How to use the regular expression to transform the into \u5c16?

Question

I am doing a sentiment analysis project and firstly, I need to clean the text data. Some text contains Chinese, Tagalog and what I am doing now is trying to translate them to English. But until now, all the Chinese characters in this datafile have some Unicode representation like:

<U+5C16>

which could not be coped with using the Python Encoding&Decoding path. So I want to transform this kind of pattern to:

\u5c16

Then I think we could use the following code to get the Chinese characters I want:

text.encode('latin-1').decode('unicode_escape')

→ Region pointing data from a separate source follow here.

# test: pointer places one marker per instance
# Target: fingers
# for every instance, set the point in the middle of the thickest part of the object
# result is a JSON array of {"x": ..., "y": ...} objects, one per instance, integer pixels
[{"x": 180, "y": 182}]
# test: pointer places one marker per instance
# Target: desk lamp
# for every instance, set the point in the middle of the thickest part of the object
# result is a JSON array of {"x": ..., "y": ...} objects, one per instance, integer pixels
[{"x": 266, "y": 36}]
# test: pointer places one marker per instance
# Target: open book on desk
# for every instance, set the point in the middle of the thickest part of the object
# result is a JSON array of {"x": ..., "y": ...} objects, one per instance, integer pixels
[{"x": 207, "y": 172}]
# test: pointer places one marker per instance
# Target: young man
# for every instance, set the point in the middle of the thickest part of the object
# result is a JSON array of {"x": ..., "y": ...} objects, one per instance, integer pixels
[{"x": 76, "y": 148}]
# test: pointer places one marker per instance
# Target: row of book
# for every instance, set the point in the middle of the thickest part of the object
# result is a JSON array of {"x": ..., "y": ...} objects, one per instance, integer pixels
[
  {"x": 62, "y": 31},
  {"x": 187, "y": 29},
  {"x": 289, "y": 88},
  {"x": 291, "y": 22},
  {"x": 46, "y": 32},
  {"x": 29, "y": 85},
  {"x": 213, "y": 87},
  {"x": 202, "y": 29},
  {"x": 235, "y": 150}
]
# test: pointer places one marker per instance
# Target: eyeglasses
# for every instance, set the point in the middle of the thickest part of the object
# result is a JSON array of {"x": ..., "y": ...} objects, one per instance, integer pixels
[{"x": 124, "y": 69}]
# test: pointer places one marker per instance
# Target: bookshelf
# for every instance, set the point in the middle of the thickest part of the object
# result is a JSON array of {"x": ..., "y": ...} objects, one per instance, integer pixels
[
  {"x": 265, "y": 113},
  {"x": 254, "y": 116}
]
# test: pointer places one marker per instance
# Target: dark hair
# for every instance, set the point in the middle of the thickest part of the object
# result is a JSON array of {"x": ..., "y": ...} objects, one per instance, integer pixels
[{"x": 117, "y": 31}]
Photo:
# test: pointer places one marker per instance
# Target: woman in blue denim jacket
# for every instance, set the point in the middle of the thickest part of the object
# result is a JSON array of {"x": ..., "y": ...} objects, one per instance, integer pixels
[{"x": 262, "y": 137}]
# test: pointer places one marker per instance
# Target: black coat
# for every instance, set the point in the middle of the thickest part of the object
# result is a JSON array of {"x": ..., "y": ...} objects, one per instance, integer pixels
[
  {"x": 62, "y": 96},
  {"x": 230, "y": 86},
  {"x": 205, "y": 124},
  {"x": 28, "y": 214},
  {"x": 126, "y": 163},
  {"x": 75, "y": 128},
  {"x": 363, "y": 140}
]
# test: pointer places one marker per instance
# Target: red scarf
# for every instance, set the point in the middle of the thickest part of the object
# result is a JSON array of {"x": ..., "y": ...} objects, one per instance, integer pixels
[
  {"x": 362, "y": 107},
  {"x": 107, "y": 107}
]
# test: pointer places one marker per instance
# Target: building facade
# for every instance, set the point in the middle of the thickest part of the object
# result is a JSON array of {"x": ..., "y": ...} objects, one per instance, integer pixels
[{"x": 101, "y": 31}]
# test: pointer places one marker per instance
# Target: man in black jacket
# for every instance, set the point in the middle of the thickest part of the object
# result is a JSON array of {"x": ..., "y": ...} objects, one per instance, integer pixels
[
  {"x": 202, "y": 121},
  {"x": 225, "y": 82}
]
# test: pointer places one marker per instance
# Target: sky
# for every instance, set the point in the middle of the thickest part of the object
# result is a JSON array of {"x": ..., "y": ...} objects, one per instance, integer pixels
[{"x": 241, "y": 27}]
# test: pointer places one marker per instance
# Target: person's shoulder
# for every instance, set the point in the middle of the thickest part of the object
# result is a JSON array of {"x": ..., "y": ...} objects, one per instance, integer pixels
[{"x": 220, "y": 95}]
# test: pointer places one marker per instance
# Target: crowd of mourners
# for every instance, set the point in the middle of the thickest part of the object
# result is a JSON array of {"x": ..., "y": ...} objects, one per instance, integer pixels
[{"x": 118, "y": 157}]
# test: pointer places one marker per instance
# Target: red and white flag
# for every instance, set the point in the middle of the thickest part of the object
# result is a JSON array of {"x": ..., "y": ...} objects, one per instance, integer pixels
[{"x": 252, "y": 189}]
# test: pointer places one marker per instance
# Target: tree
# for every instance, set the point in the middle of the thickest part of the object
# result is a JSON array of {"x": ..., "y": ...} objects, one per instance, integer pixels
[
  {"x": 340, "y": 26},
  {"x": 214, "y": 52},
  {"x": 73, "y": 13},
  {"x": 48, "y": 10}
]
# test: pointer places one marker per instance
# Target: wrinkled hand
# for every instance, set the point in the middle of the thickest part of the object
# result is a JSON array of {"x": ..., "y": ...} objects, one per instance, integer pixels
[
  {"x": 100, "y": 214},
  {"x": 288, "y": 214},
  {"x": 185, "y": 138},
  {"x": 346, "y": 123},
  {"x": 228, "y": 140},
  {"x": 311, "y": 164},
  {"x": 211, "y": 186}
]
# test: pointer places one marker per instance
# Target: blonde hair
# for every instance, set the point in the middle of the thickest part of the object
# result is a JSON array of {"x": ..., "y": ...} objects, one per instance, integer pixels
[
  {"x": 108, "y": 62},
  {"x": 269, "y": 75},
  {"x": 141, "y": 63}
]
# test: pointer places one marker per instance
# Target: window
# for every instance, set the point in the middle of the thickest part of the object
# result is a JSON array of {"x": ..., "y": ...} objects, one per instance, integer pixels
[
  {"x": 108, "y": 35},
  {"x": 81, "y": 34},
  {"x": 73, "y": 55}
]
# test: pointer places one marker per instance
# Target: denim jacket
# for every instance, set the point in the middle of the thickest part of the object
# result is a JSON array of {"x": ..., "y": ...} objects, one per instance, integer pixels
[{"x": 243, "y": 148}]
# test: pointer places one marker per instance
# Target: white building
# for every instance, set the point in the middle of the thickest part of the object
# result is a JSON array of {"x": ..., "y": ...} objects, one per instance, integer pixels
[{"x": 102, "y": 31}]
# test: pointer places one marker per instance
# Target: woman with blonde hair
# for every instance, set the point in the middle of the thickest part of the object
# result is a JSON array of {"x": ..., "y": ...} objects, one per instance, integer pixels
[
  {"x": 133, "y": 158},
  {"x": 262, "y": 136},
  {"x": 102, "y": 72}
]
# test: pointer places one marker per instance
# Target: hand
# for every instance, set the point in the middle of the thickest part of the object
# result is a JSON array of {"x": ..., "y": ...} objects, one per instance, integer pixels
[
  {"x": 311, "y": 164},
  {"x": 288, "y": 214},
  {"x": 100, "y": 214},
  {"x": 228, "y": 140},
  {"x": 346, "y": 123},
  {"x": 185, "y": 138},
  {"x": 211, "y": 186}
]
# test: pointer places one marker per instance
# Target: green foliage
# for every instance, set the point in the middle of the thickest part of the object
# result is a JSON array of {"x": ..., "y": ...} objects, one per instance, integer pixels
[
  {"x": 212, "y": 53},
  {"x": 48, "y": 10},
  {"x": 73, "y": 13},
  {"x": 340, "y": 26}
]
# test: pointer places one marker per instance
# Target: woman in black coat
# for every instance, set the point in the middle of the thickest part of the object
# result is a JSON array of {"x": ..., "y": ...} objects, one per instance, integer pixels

So the question now is how to use the regex to transform <U+5C16> into\u5c16?

Thank you very much!

Update: I think the most difficult thing here is that I need to let the 5c16 part in \u5c16 be equivalent to the lowercase of the 5C16 in <U+5C16>. And in my social media dataset, what I see most is the text data like the following:

<U+5C16><U+6C99><U+5480><U+9418><U+6A13>

If I could transform the above text to '\u5c16\u6c99\u5480\u9418\u6a13' and print it in Python, I could get what I really want:

尖沙咀鐘樓

But how could I do this? Any insights and hints would be appreciated!

Not quite get what do you mean by "Note the c in \u5c16 could also be u". 5c16 is a hexadecimal number and there can't be u in it. — montonero, Jan 09 '19 at 09:15
Are you _sure_ your file is Ascii with codes like this, or could this be how your editor or pager is showing real unicode characters? — alexis, Jan 09 '19 at 13:08

montonero · Accepted Answer · 2019-01-09T12:22:01.800

1

The required regex is something like this:

find: r'<U\+([A-Fa-f0-9]+?)>'

replace with: r'\u\1'

To turn the resulting string to unicode make s.encode().decode('unicode-escape')

Example:

re.sub(r'<U\+([A-Fa-f0-9]+?)>',r'\u\1',s).encode().decode('unicode-escape')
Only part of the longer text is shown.